Tunisia court fines newspaper editor over nude photo

AFP , Thursday 8 Mar 2012

Editor of Ettounsia newspaper fined for publishing photo of footballer Sami Khedira with his nude girlfriend, decision sparks censorship row

A court in Tunisia on Thursday fined the director of a newspaper for having published a cover photo of Real Madrid midfielder Sami Khedira embracing his naked girlfriend.

Nassredine Ben Saida, managing editor of the daily Ettounsia, was fined 1,000 dinars (500 euros, $660) for having violated decency laws, court officials said.

It also ordered the destruction of all copies of the 15 February edition in which the photo appeared.

Although Sami Khedira plays for the German national team and has a German mother, his father is Tunisian.

"I am disappointed," Saida told AFP. "I was expecting to be acquitted."

"There was no reason to be punished, we are defending the principle of freedom of the press," he said, adding that he would file an appeal.

Patrick Kamenka, who attended the trial on behalf of the International Federation of Journalists (IFJ), condemned the fine.

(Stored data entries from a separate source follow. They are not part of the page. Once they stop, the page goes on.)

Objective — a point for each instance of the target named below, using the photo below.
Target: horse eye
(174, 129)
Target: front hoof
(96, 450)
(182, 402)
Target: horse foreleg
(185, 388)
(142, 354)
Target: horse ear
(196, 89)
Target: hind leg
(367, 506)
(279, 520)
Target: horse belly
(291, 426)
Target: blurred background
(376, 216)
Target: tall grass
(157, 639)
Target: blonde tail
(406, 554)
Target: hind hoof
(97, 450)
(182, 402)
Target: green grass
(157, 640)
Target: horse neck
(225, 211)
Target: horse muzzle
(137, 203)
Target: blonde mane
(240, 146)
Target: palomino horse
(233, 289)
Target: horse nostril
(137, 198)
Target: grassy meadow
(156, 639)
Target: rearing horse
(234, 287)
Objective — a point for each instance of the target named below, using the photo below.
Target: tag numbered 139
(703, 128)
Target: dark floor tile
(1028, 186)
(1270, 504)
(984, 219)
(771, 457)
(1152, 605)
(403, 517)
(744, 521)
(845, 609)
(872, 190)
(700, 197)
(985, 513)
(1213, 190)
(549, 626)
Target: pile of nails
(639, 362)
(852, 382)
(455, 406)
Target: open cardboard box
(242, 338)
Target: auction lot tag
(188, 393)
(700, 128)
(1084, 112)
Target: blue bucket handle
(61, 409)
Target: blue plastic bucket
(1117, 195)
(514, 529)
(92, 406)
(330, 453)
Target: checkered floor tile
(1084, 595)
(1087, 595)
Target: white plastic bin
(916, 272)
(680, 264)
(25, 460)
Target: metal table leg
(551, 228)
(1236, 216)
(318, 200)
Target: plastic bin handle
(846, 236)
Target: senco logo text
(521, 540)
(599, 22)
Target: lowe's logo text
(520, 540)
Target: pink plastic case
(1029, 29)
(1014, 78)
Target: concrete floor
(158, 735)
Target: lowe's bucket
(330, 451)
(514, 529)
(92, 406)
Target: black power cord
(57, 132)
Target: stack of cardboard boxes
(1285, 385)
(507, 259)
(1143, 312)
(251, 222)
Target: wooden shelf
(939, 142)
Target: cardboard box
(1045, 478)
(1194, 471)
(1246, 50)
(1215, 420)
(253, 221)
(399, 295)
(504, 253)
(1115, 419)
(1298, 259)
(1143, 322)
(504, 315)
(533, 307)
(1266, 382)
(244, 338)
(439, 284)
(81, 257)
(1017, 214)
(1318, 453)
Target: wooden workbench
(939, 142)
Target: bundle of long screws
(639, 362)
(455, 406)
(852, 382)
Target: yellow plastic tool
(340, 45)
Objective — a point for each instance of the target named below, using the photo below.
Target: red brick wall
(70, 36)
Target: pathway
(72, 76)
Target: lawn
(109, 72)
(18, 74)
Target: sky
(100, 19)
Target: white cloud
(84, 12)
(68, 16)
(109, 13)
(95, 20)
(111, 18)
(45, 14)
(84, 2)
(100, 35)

"This conviction is nothing other than a form of unacceptable censorship against a paper and its journalists," said Kamenka.

"It's a serious blow to the freedom of the press and news in the wake of the Arab spring—and all that fuss for a photo!" he added.

The arrest of Saida and three of his journalists in February—and the detention for eight days of Saida—sparked an angry response from Tunisian journalists and their unions.

Several journalists attended the first court hearing to express support for their colleague.

It was the first time a journalist had been detained since the fall in January 2011 of the repressive regime of Zine El Abidine Ben Eli. Saida's colleagues were released but copies of the paper were seized.

Paris-based media rights watchdog Journalists Without Borders called for the charges against him to be dropped.

But Justice Minister Nourredine Bhiri last month defended the arrest and told journalists to stop harassing magistrates.

"No one is above the law in Tunisia, where the rule of law prevails since the revolution of 14 January" last year, the minister said.

Khedira himself expressed his concern at the affair, in comments to German daily Bild last month.

"I respect the different religions that exist and also the faith that people have, but I cannot understand that people cannot express themselves freely," he said.

The photos of Khedira and his model girlfriend Lena Gercke were originally run by GQ magazine.

The case has exacerbated growing tensions between the government and the country's journalists.

Earlier this month, the president of the National Tunisian Journalists Union (SNJT) accused Tunisia's fledgling government of harassing his members.

"Members of the government and National Constituent Assembly are attacking journalists in order to intimidate them and devalue their work, and also to shut them up and repress them," Nejiba Hamrouni told AFP.

He was speaking a week after security agents roughed up reporters during a 25 February demonstration by the country's main trade union.